Drug patents and access to medicines- Patent Docs gets it wrong

Over at Patent Docs, Kevin Noonan defends the patent system. Most of the post is thoughtful. I’ll only comment on his analysis of the WTO TRIPS agreement, which is filled with errors. This is important because millions of people worldwide cannot afford life saving treatments due to the high cost of patented drugs. From Noonan’s blog post:

…  First, while membership in the WTO was immediate, requirements to change an individual country’s patent laws were delayed up to six years after signing.  Next, the Doha declaration was enacted by the WTO, which permitted member countries to impose compulsory licenses or otherwise ignore pharmaceutical patent rights for medical emergencies and other reasons, which reasons have expanded to include almost anything since the declaration’s enactment.  This resulted in a trend in Brazil, India, South Africa, and other countries to impose such licenses, or to demand local “working” of patents, or otherwise reduce patent protection in these countries, until today the situation is pretty much the same as it was before TRIPS was enacted.

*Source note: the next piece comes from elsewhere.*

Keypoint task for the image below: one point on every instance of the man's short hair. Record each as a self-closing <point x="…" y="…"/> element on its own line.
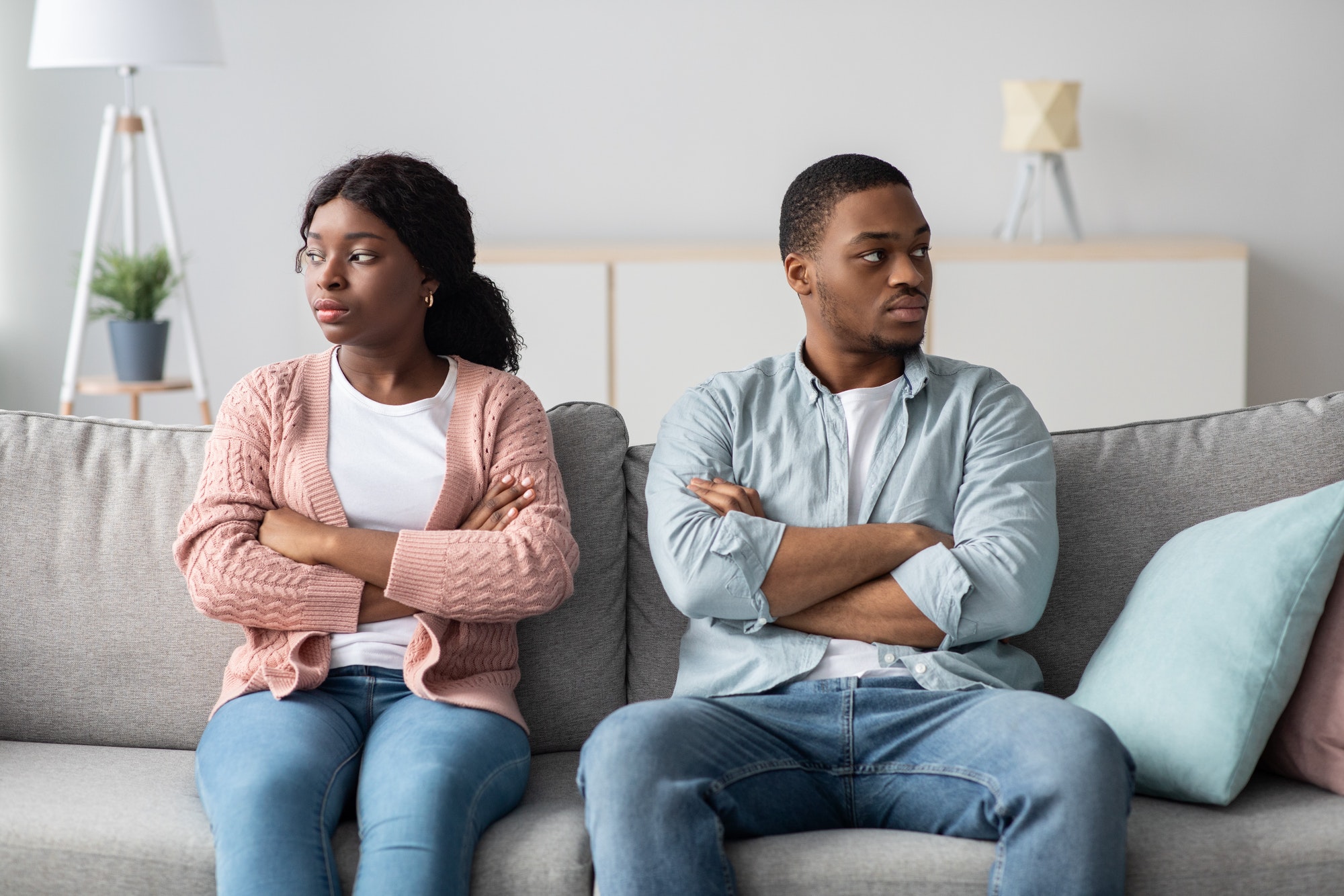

1. Compulsory licenses (Art. 31) and the ten-year phase in for least-developed countries and various phase-ins for developing countries (Art. 61) were part of the original WTO TRIPS deal, not a result of Doha. Brazil and South Africa phased in early. India is fully compliant. The only countries that are not fully phased in as of today are the poorest countries on the planet, places where the drug companies rarely patent their drugs anyway.

2. Worldwide, only one compulsory license has been granted under the Art. 31 bis exception to 31(f). In 2007, Apotex was permitted to export 260,000 packs of TriAvir, an HIV/AIDS medication, to Rwanda. The process was so difficult that no one has succeeded since then. Other compulsory licenses under Art. 31 have been rare and are always met with scorn by the US government.  While the US is one of the most active litigants in the WTO, we have not challenged India, Brazil or Thailand in the WTO dispute resolution process on the issue of TRIPS compulsory licenses.

3. TRIPS had real impact on countries like Brazil and India’s patent regimes.  They do not “ignore” patents. While Noonan might not like the patent flexibilities guaranteed by TRIPS, he should not pretend they don’t exist.

4. Noonan is probably alone in thinking that “today the situation is pretty much the same as it was before TRIPS was enacted.”